3.9 KiB
3.9 KiB
Feedback QA Procedure
End-to-end validation of the training feedback loop across CLI, API, and web dashboard.
Prerequisites
-
Start infrastructure and services:
./run infra # Redis + Postgres ./run dev:api # NestJS API on :3780 ./run dev:web # React dashboard on :3781 -
Clean state:
rm -f ~/.kthulu/feedback.jsonl
1. CLI Smoke Tests
1.1 Approve a session
./run train feedback approve test-session-001 --reason "good tool use"
Verify: ~/.kthulu/feedback.jsonl exists with 1 line, feedbackType=approve
1.2 Reject a session
./run train feedback reject test-session-002 --reason "hallucinated code"

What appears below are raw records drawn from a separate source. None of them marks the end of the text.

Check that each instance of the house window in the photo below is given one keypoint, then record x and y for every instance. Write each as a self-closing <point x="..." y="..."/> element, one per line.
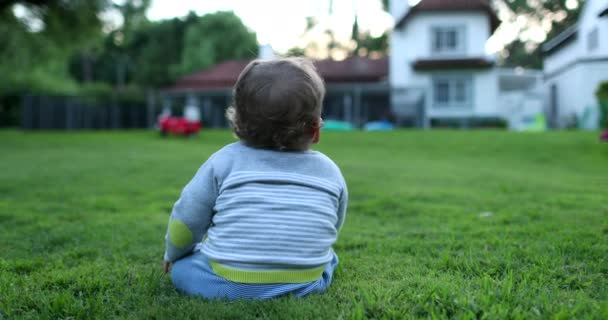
<point x="448" y="40"/>
<point x="452" y="92"/>
<point x="592" y="39"/>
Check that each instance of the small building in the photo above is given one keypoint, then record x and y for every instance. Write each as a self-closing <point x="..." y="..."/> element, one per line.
<point x="438" y="59"/>
<point x="357" y="90"/>
<point x="575" y="63"/>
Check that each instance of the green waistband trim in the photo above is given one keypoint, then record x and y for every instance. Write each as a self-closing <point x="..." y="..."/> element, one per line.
<point x="279" y="276"/>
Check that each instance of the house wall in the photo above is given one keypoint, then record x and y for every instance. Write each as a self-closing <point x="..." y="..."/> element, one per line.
<point x="577" y="71"/>
<point x="484" y="93"/>
<point x="565" y="56"/>
<point x="413" y="41"/>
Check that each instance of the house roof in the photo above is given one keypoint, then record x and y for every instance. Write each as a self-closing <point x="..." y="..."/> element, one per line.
<point x="451" y="64"/>
<point x="451" y="6"/>
<point x="560" y="40"/>
<point x="224" y="75"/>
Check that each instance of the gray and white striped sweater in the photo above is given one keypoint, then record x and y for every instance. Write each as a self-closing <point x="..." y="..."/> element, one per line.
<point x="261" y="210"/>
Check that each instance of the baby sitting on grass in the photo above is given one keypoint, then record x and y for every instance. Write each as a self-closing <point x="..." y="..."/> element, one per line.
<point x="267" y="208"/>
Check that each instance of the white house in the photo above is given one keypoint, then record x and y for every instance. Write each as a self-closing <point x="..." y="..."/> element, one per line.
<point x="575" y="62"/>
<point x="438" y="62"/>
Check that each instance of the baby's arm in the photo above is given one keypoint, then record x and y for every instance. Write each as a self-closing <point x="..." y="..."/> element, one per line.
<point x="191" y="215"/>
<point x="343" y="201"/>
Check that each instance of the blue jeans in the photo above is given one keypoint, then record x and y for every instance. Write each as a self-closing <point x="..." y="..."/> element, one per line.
<point x="194" y="276"/>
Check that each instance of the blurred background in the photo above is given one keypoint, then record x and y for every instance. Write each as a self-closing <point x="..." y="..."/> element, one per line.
<point x="102" y="64"/>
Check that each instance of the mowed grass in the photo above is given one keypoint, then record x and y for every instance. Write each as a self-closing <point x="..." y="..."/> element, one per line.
<point x="441" y="224"/>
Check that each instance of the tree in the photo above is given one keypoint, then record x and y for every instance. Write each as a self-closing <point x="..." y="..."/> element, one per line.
<point x="215" y="38"/>
<point x="553" y="16"/>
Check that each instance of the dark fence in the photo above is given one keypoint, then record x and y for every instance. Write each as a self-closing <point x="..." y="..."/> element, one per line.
<point x="71" y="113"/>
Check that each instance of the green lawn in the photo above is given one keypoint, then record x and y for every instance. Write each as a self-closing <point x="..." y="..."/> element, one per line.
<point x="441" y="224"/>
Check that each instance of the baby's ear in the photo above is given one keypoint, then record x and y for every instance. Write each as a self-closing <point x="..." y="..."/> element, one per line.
<point x="316" y="130"/>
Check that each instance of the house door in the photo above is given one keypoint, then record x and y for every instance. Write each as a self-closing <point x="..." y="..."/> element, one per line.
<point x="553" y="107"/>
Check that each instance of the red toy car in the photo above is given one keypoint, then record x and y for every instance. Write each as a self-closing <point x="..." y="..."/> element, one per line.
<point x="178" y="126"/>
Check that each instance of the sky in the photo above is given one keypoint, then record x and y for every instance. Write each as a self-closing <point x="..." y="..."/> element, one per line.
<point x="281" y="23"/>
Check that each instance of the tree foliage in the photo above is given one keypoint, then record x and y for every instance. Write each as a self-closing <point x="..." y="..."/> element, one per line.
<point x="553" y="15"/>
<point x="215" y="38"/>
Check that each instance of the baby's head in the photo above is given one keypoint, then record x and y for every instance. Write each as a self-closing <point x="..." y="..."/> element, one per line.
<point x="278" y="104"/>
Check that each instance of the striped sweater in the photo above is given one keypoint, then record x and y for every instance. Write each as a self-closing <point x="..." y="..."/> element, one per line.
<point x="268" y="216"/>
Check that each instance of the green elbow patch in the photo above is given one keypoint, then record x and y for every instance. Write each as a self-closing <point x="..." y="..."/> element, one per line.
<point x="179" y="234"/>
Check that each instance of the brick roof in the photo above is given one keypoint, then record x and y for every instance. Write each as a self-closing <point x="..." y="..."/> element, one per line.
<point x="451" y="64"/>
<point x="450" y="6"/>
<point x="225" y="74"/>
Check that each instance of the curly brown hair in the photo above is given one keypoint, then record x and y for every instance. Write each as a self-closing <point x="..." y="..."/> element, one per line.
<point x="277" y="104"/>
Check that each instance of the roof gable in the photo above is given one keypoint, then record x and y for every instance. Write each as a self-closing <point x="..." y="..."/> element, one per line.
<point x="452" y="6"/>
<point x="224" y="75"/>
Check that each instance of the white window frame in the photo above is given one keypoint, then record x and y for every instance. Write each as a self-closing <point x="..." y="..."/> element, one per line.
<point x="439" y="35"/>
<point x="455" y="99"/>
<point x="593" y="39"/>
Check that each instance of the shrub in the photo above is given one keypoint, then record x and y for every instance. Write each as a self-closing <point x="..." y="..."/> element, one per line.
<point x="602" y="97"/>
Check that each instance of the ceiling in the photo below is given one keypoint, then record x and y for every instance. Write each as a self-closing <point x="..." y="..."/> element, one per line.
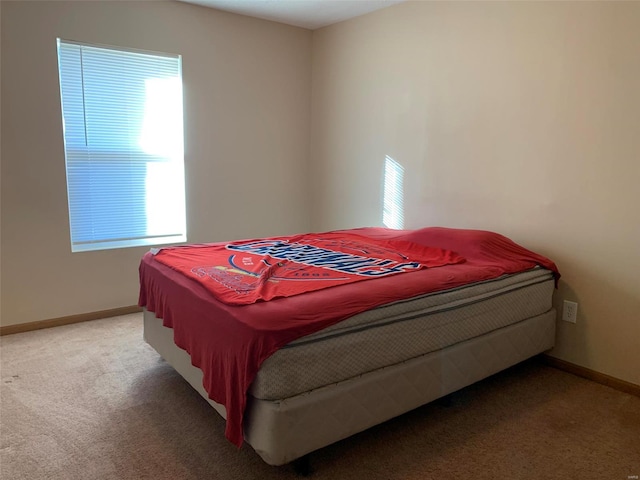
<point x="309" y="14"/>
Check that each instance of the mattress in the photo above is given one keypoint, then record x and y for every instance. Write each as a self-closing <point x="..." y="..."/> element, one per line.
<point x="402" y="330"/>
<point x="279" y="430"/>
<point x="232" y="343"/>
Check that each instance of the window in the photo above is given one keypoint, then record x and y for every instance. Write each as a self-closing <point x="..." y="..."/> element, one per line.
<point x="392" y="208"/>
<point x="123" y="140"/>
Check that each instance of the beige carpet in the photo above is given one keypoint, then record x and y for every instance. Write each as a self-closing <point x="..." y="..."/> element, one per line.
<point x="93" y="401"/>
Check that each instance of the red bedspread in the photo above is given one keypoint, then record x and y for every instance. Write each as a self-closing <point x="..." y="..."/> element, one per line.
<point x="245" y="272"/>
<point x="230" y="342"/>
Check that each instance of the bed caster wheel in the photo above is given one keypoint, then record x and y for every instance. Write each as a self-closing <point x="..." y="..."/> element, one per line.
<point x="302" y="466"/>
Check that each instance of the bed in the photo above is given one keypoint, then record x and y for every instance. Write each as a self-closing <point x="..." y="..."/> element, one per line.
<point x="326" y="364"/>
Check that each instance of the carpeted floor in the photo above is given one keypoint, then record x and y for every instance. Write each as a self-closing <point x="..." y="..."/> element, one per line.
<point x="93" y="401"/>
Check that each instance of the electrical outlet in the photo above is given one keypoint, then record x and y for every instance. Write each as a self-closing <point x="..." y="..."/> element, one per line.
<point x="570" y="311"/>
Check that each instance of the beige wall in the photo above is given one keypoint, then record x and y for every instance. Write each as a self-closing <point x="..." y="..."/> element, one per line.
<point x="523" y="118"/>
<point x="246" y="92"/>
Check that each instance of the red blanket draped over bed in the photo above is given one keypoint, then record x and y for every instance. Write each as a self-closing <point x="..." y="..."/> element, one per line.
<point x="245" y="272"/>
<point x="230" y="342"/>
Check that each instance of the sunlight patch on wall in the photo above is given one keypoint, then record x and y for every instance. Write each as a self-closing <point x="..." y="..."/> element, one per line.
<point x="393" y="205"/>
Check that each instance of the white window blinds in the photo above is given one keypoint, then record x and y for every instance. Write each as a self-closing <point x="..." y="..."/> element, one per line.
<point x="393" y="204"/>
<point x="123" y="135"/>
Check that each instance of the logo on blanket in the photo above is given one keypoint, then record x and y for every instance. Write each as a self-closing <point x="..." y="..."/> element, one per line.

Verify: feedback.jsonl has 2 lines, second has feedbackType=reject
1.3 Annotate with dimensions
./run train feedback annotate test-session-003 \
--tool-efficiency 0.9 --code-correctness 0.3 \
--reasoning-quality 0.7 --task-completion 0.8
Verify: 3 lines, third has 4 dimension scores
1.4 Summary
./run train feedback summary
Verify: Total=3, Approved=1, Rejected=1, Annotated=1
1.5 Export
./run train feedback export -o /tmp/feedback_export.jsonl
Verify: /tmp/feedback_export.jsonl has 3 JSON records
2. API Smoke Tests
2.1 Submit approve via API
curl -X POST http://localhost:3780/feedback \
-H 'Content-Type: application/json' \
-d '{"sessionId":"api-session-001","feedbackType":"approve","reason":"via API"}'
Verify: 201 response, record returned with source=api
2.2 Submit annotate via API
curl -X POST http://localhost:3780/feedback \
-H 'Content-Type: application/json' \
-d '{"sessionId":"api-session-002","feedbackType":"annotate","dimensions":{"tool_efficiency":0.8}}'
Verify: 201 response, dimensions present
2.3 Summary endpoint
curl http://localhost:3780/feedback/summary
Verify: total includes both CLI and API records
2.4 Session lookup
curl http://localhost:3780/feedback/test-session-001
Verify: returns array with the CLI-submitted record
3. Pipeline Integration Test
3.1 Create sample training data
mkdir -p /tmp/kthulu-qa/training
cat > /tmp/kthulu-qa/training/sessions.jsonl << 'EOF'
{"id":"test-session-001","messages":[{"role":"user","content":"fix the bug"},{"role":"assistant","content":"done"}],"metadata":{"source":"test","projectPath":"/tmp","timestamp":"2026-01-01T00:00:00Z","quality":0.6}}
{"id":"test-session-002","messages":[{"role":"user","content":"add feature"},{"role":"assistant","content":"added"}],"metadata":{"source":"test","projectPath":"/tmp","timestamp":"2026-01-02T00:00:00Z","quality":0.7}}
{"id":"test-session-003","messages":[{"role":"user","content":"refactor"},{"role":"assistant","content":"refactored"}],"metadata":{"source":"test","projectPath":"/tmp","timestamp":"2026-01-03T00:00:00Z","quality":0.5}}
EOF
3.2 Export with feedback applied
./run train export \
--threshold 0.0 \
--output /tmp/kthulu-qa/export \
--feedback ~/.kthulu/feedback.jsonl
Verify:
train.jsonl+eval.jsonlexcludetest-session-002(rejected)test-session-001quality = 1.0 (approved)test-session-003quality = average of annotation scores
4. Web Dashboard Terminal Verification
- Navigate to
http://localhost:3781/feedback - Verify terminal renders with cyberpunk theme
- Type
help→ verify command list appears - Type
approve qa-test-001 --reason "from browser"→ verify success message - Type
summary→ verify total count incremented - Screenshot final state
5. Cross-Channel Verification
- Record created via web terminal visible in
./run train feedback summary - Record created via CLI visible in
GET /feedback/summary - All sources (cli, api, web) appear in
summary.bySource
6. Cleanup
rm -f ~/.kthulu/feedback.jsonl
rm -rf /tmp/kthulu-qa /tmp/feedback_export.jsonl